Les deux rapports d’inspection, celui de l’Inspection générale des services judiciaires (IGSJ) concernant le service de l’application des peines du tribunal de grande instance de Nantes, et celui de l’Inspection des services pénitentiaires relatif aux conditions de prise en charge de Tony Meilhon par le service d’insertion et de probation de Loire-Atlantique, ont été communiqués au CSM.
Dans sa saisine, le Garde des Sceaux rappelait en particulier les éléments mis en lumière par le rapport de l’IGSJ :
difficultés quant à la prise en compte et au relais par les chefs de juridiction et de cour des demandes de renfort en effectifs exprimées par les magistrats du service de l’application des peines,
délégation par le président du tribunal de grande instance de Nantes de ses responsabilités d’administration de la juridiction à sa principale collaboratrice,
carences dans la validation des orientations définies par ce service,
insuffisante coordination entre les juges de l’application des peines et le service pénitentiaire d’insertion et de probation.
Dans son avis rendu le 21 mars 2011, le CSM a souhaité distinguer deux aspects :
la qualité du suivi des personnes condamnées,
l’exercice par les chefs de juridiction et de cour de leur responsabilité dans l’administration et la gestion de celles-ci.
Sur la qualité du suivi des personnes condamnées :
Le CSM établit la liste des différents rapports établis depuis 2002 sur la récidive et préconise un suivi des recommandations qui en sont issues.
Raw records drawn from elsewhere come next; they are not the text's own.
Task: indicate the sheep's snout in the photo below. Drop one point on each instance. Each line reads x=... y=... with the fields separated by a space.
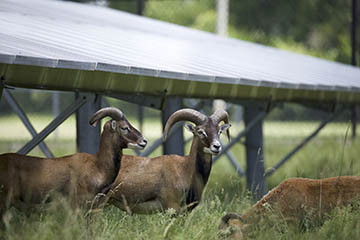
x=139 y=145
x=214 y=149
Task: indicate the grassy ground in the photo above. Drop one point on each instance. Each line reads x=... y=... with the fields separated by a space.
x=329 y=154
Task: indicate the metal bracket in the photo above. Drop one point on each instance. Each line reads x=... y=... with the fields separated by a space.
x=303 y=143
x=53 y=125
x=143 y=100
x=21 y=114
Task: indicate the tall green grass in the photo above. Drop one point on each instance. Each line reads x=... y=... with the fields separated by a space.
x=330 y=154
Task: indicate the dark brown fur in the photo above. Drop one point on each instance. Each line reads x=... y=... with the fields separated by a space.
x=296 y=198
x=26 y=180
x=147 y=185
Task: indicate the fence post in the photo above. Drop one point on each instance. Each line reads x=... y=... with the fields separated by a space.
x=87 y=136
x=254 y=153
x=175 y=143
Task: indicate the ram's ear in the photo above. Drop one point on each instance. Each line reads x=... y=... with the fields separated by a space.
x=113 y=125
x=189 y=127
x=225 y=127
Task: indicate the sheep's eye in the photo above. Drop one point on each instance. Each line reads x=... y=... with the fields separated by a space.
x=125 y=129
x=202 y=133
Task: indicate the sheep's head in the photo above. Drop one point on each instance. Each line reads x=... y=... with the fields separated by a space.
x=127 y=135
x=232 y=226
x=207 y=129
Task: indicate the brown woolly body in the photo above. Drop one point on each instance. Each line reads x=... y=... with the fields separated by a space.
x=155 y=184
x=147 y=185
x=27 y=180
x=296 y=198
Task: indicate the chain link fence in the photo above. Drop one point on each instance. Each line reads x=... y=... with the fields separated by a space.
x=331 y=152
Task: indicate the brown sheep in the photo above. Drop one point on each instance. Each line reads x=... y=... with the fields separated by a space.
x=26 y=180
x=147 y=185
x=294 y=199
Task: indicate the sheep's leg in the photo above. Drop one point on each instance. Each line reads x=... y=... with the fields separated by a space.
x=147 y=207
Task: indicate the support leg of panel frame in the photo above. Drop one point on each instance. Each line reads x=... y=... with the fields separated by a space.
x=1 y=90
x=254 y=153
x=235 y=140
x=354 y=117
x=303 y=143
x=175 y=143
x=21 y=114
x=234 y=163
x=87 y=136
x=52 y=126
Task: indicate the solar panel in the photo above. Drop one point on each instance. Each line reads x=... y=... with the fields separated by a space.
x=56 y=45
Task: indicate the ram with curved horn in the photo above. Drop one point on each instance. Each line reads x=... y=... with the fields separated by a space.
x=27 y=180
x=146 y=185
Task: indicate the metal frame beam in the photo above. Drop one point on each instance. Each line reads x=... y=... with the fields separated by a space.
x=303 y=143
x=52 y=126
x=87 y=136
x=25 y=120
x=255 y=168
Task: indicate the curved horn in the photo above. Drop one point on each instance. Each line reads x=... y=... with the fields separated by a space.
x=221 y=115
x=112 y=112
x=185 y=114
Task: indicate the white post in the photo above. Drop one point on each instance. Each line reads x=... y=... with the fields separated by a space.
x=222 y=20
x=222 y=17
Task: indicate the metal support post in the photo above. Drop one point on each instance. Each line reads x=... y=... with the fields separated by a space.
x=254 y=153
x=175 y=143
x=354 y=23
x=21 y=114
x=52 y=126
x=303 y=143
x=87 y=136
x=1 y=89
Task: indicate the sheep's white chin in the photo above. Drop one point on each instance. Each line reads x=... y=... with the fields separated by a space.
x=208 y=150
x=135 y=146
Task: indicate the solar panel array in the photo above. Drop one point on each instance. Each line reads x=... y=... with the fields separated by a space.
x=58 y=45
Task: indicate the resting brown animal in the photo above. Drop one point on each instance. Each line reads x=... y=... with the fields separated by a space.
x=147 y=185
x=26 y=180
x=294 y=199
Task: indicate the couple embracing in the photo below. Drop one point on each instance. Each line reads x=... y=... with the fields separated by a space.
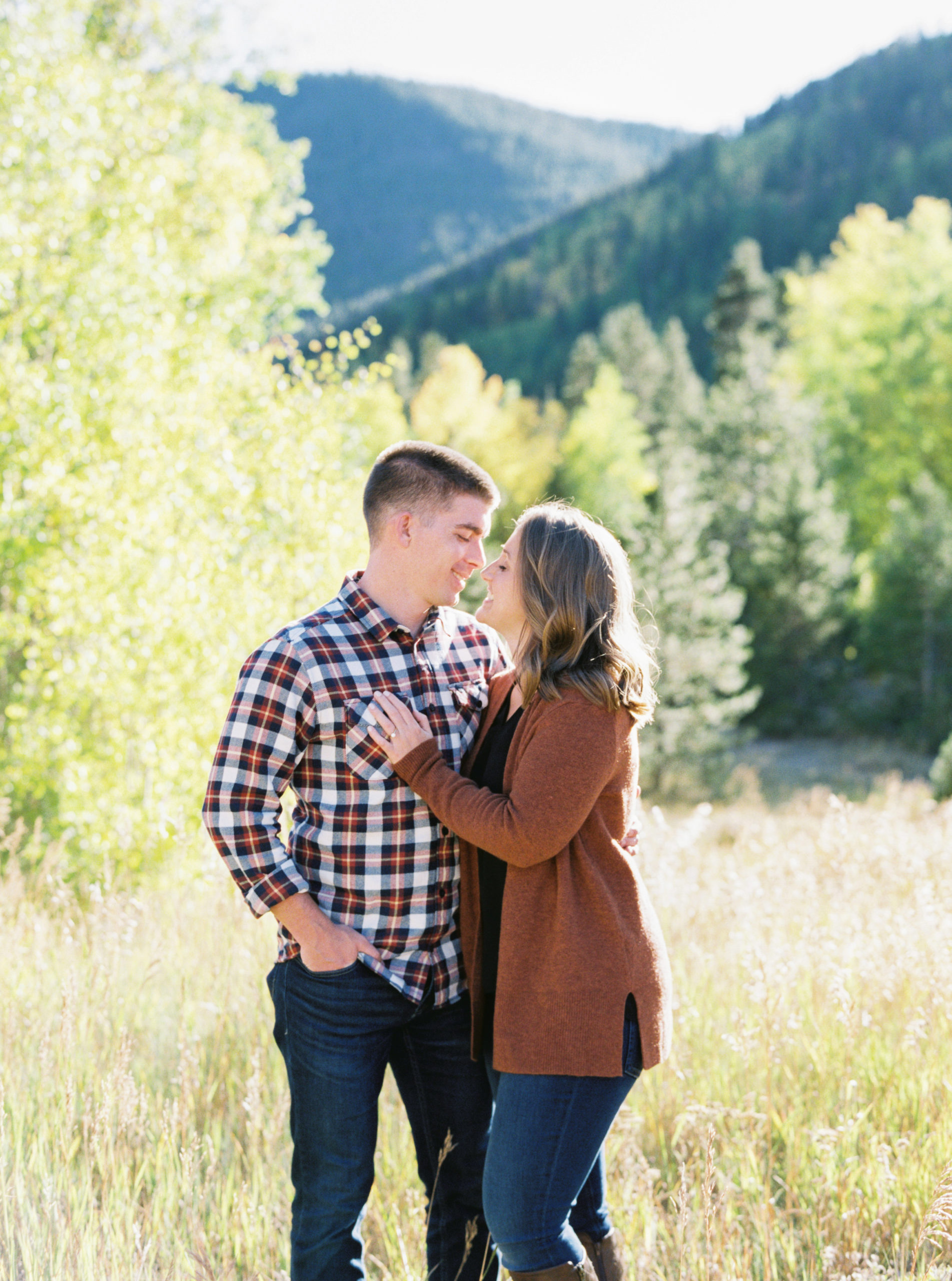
x=454 y=898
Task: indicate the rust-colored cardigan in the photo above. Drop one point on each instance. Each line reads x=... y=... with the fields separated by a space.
x=578 y=929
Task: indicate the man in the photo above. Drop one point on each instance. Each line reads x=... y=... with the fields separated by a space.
x=366 y=892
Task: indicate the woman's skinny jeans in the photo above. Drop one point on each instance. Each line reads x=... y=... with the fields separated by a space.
x=544 y=1179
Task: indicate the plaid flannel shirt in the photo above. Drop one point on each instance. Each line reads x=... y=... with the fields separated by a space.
x=362 y=842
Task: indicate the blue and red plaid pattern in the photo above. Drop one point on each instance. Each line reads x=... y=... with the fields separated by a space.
x=362 y=842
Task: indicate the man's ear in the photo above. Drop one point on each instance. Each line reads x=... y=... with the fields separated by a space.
x=404 y=528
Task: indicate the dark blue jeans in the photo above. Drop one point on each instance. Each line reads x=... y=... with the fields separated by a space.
x=545 y=1171
x=337 y=1032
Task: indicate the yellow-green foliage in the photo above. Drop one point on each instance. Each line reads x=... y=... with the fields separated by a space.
x=871 y=340
x=170 y=493
x=144 y=1105
x=603 y=452
x=513 y=437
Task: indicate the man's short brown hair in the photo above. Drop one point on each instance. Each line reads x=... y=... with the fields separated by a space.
x=419 y=477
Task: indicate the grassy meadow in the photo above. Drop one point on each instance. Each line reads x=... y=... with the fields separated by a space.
x=798 y=1130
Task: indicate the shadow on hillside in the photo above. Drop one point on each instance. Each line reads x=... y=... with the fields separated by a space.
x=851 y=769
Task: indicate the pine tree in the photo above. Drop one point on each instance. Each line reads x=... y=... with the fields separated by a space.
x=773 y=509
x=906 y=632
x=681 y=574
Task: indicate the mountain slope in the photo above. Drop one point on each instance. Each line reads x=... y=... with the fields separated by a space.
x=877 y=131
x=410 y=179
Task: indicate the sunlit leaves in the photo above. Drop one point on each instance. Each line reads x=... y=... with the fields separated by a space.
x=174 y=486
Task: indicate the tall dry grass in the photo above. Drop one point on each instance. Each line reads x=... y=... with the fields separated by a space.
x=798 y=1130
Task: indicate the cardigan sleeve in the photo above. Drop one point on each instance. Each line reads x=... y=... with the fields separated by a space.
x=562 y=772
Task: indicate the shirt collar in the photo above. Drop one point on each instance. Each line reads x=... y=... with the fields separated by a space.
x=372 y=618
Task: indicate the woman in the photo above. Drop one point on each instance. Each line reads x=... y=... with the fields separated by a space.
x=567 y=966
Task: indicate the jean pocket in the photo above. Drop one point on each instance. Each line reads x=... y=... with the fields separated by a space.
x=632 y=1061
x=320 y=975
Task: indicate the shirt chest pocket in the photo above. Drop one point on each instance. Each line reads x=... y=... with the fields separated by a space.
x=467 y=704
x=363 y=756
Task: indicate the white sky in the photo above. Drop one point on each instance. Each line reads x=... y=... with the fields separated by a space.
x=702 y=65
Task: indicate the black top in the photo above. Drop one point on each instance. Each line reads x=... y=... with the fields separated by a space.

Il relève 5 thématiques ayant fait l’objet de développements et de préconisations dans les deux rapports d’inspection, qui lui paraissent intéresser et impacter le fonctionnement des juridictions :
la formation à la recherche en criminologie,
la nature du suivi par une équipe pluridisciplinaire,
les moyens humains du suivi des personnes condamnées,
le nombre des médecins coordonnateurs,
les moyens matériels.
Sur l’exercice par les chefs de juridiction et de cour de leur responsabilité dans l’administration et la gestion de celles-ci :
Le Garde des Sceaux souhaitait connaître les préconisations du CSM afin d’améliorer l’exercice par les chefs de juridiction et de cour de leur responsabilité dans l’administration et la gestion de celles-ci et sollicitait particulièrement son avis :
sur la possibilité, pour le président d’une juridiction de déléguer ses attributions en la matière,
sur le rôle des chefs de cour au regard de leur faculté de recourir à l’emploi de vacataires, à l’affectation de magistrats placés ou à la délégation de magistrats de leur cour,
sur les obligations incombant aux chefs de juridiction et de cour en matière de contrôle des modalités d’organisation décidées par les services de leur ressort.
En vertu de l’article 65 de la Constitution, le pouvoir de nomination des premiers présidents et des présidents de tribunaux de grande instance appartient en effet au CSM, dans sa formation compétente à l’égard des magistrats du siège. Cette même formation statue également comme conseil de discipline des magistrats du siège.
Le CSM relève que l’ensemble de ces questions porte sur le rôle et les missions de premiers présidents des cours d’appel ainsi que sur les compétences respectives du premier président et du président.
Il a toutefois estimé que l’importance de ces questions justifiait qu’elles soient traitées dans un futur rapport annuel qui leur serait consacré.